Data Integrator
GOGraphBuilder - Generation of graphs furnished with annotation data

The GOGraphBuilder tool generates a graph (data structure consisting of nodes and edges), in GraphML file format (an easy to comprehend and intuitive file format for graph representation based on XML syntax), furnished with annotation data. The graphs can be built retrieving information for nodes and edges from an original GraphML file only containing the Gene Ontology (GO) term ID and name, or an OBO file. Both the GraphML and the OBO file contain terms representing gene product properties under the three Gene Ontologies (also known as domains):

  • Cellular component (CC): the parts of a cell or its extracellular environment
  • Molecular function (MF): the elemental activities of a gene product at the molecular level
  • Biological process (BP): operations or sets of molecular events with a defined beginning and end, pertinent to the functioning of integrated living units

The OBO file can be directly downloaded from Gene Ontology, and it is the text file format used to view and edit gene ontologies. This file consists of a header and a series of stanzas. There are three types of stanzas indicated in square brackets in the first line:

  • Term
  • Typedef
  • Instance

Header and stanzas contain fields, represented in the form tag : value. The term stanza, contains the GO terms with their description and relations. This is the only stanza considered by this tool.

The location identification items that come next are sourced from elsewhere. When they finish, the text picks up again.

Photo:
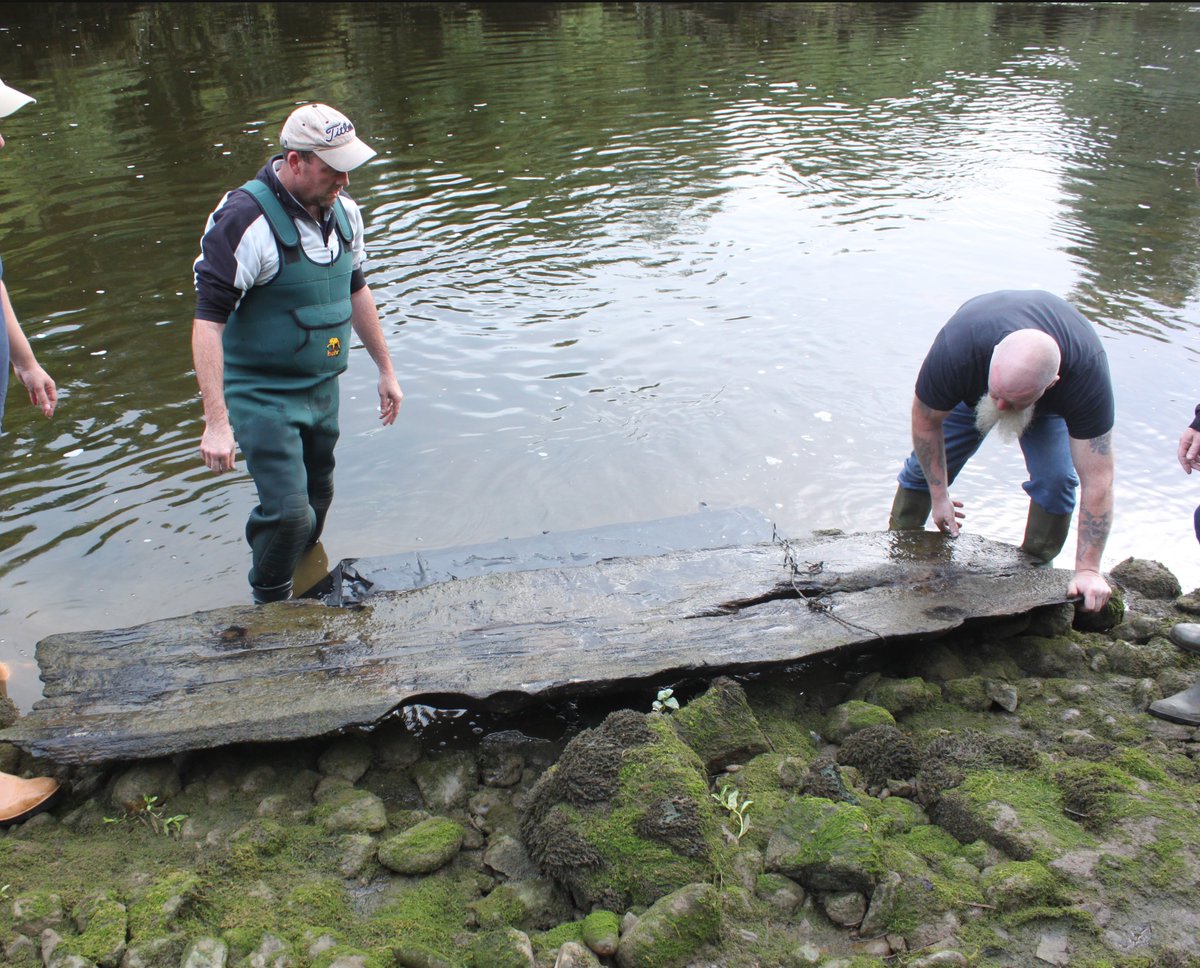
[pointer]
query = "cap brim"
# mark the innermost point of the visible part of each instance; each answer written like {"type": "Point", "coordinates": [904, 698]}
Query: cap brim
{"type": "Point", "coordinates": [346, 157]}
{"type": "Point", "coordinates": [12, 100]}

The GraphML file, which can be also used as input file, is an internally used format file, obtained running the –export-graph option in the GOAnnotator - Access Gene Onotology Annotation module. This original file consists only of nodes representing the GO terms with their attributes

  • GO Term identifier called t_id
  • GO Term name called name

and edges that represent the relations between GO terms contain the relationship attribute. There are five types of relationships which relate GO terms:

  • is_a
  • part_of
  • regulates
  • positively_regulates
  • negatively_regulates

Running the tool, for each node count (number of gene products annotated with a term in the database) and frequency (term count contributed by more specialized terms (ie. child terms)) are calculated considering the annotation file provided (GO annotation mapping available through the GO web site).

Input

GOGraphBuilder is a command line tool which takes two inputs: the gene ontology (GO) file containing the GO terms with related information, provided by option –ontology-graph-file, and its type, specified by option –ontology-graph-type, that can be either a GraphML file or a GO OBO file. In the GraphML file the nodes contain the GO IDs stored in the t_id field and term names stored in the name field. Edges encode for the directionality by referencing source and target to node IDs and the type of relationship between two nodes is given by the relationship field. If the option –remove-edges is supplied, edges of the specified relationship type will be removed. The option –ontology is set to specify the GO ontology (CC, MF, BP). This option also implies extraction of data items from the second input, the GO annotation file, which must be in GAF format and which is specified by option –annotation-file. The set filtering has currently only a single choice (–annotation-filter-set), which is to exclude electronically inferred annotations (IEA). More specialized filters can be added by altering the source code only.

Options applicable to more than a single tool are summarized in common command line options.

Output

The tool returns a GraphML file which consists of nodes that represent the GO terms. Every node contains the following attributes:

  • t_id: GO term identifier
  • name: GO term name
  • cnt: Number of gene products annotated with a term in the database
  • freq: Number of gene products annotated with a term in the database and of all its children

Every edge represents the relationship between GO terms, as given by node attribute relationship.